二品目 心うらはら 夏が旬の冬のもの

2-1

「えっ? お米を洗う時に、美味しいお水を使うんですか?」


 四ノ宮さんが意外そうに目を丸くする。

 僕は頷いて、浄水ポットの水をボウルに入れた。


「そう。米は、研ぎはじめの時と浸水させている時に、一番水を吸収するんだよ。だから、必ず美味しい水を使う。家の蛇口に浄水器がついてればそれでいいし、なくてもこういう浄水ポットが二千円弱で売ってるから、それで濾した水を使うといい」


「ミネラルウォーターでも?」


「軟水ならOK。でも、それだと金がかかるだろ? 軽く二、三回大きく混ぜたら、すぐ水を捨てる。数秒以内が理想。水を切ったら、米を研ぐ。今のお米はぬかが少ないから、力は入れずに」


 ボールを握ったような手の形で、シャカシャカとボウルの中を掻き混ぜる。


「本当に軽く、なんですね?」


「そう。米同士が擦れ合って、その摩擦で表面のぬかを落とすわけだから、力は必要ない。むしろ、米が割れる原因になるから、力を込めるのはNG」


 ボウルに再び水を入れて、底から大きく混ぜて、水を捨てる。


「このあとは、もう研がなくていい。水を入れて、底から大きく混ぜて、その水を捨てる。それを三回か四回ほど繰り返す。水がうっすらと下の米が透けて見えるぐらいの透明度になったら、ザルに上げて、一度しっかり水を切る。
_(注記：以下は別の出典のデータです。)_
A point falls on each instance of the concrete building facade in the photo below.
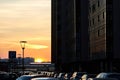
(104, 34)
(69, 34)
炊飯器で炊く場合は、内釜に入れて、また綺麗な水を入れて、夏で最低三十分。冬は一時間半ぐらい浸水させる」


「えっ? 水がもっと透明になるまで洗わなくていいんですか?」


「うん。半濁りぐらいで。やりすぎると、米の栄養や美味しさを損なうことになるんだ」


 四ノ宮さんが神妙な顔つきで、「なるほど」と呟く。


「でもうち、実は炊飯器がなくて……。一人暮らしをはじめるまで、料理をまったくしてこなかったので、お料理のレパートリーなんてものがなかったので……その……」


「わかるよ。食材を買っても、上手く使い回せない。自炊のほうが安いって言えるのは、ある程度料理ができる人なんだよな」


「そうなんです。コールスローのためにキャベツとニンジンとコーンを買っても、余ったそれらをどう消費したらいいかわからない。せいぜい野菜炒めにするぐらいしかできない。それでも食べ切れればいいですけど、上手く使い回せず駄目にしちゃうことも。だったら、スーパーやコンビニでコールスローサラダを買ったほうが、結局安上がりなんですよね」


「わかるわかる。今は美味い冷凍食品やレトルトも豊富にあるしね。スーパーの総菜も、美味しいし、安いし。料理できなくても、何も困らないんだよな」


 僕はボウルに米を戻して、水を入れた。


「そんな四ノ宮さんにおすすめなのが、コイツです」


 傍らに置いてあった、黒い土鍋をポンと叩く。


「土鍋、ですか?」


「そう。炊飯用土鍋。三合炊きで、大体千円ちょっとぐらいからある。二重蓋――ええと、外蓋とは別に内蓋があるタイプだったら、なんでもいいよ。何万もする物はまた別だけど、一万円以下の物だったら、千円ちょいだろうと、九千円だろうと、そう変わらない」


「でも、土鍋で炊くって難しくないんですか?」


「僕もそう思ってたけど、結構簡単。しかも早い。そして、美味い」


「へぇ」


「直火で使えるものは二合炊きからあるし、電子レンジ用の一合炊きもあるけれど、僕のおすすめはこの三合炊き。多めに炊いて、一食分ずつ冷凍するほうが何かと便利」


「ああ、なるほど」


「土鍋の場合は、浸水はボウルで。土鍋の中ではしないこと」 


 四ノ宮さんが「あ、だからお米をボウルに戻してたんですね」と浸水中の米を見る。


 ――と、その時。僕らの後ろで一陽さんが息をつき、布巾の上に菜箸を置いた。


「よし、できたぞ」


「う、わぁ!」


 四ノ宮さんが、思わずといった様子で歓声を上げる。


 茄子、万願寺とうがらし、かぼちゃ、ズッキーニ、パプリカ、オクラ、目にも鮮やかな野菜たちが、タッパーの中で金色の出汁に浸かっている。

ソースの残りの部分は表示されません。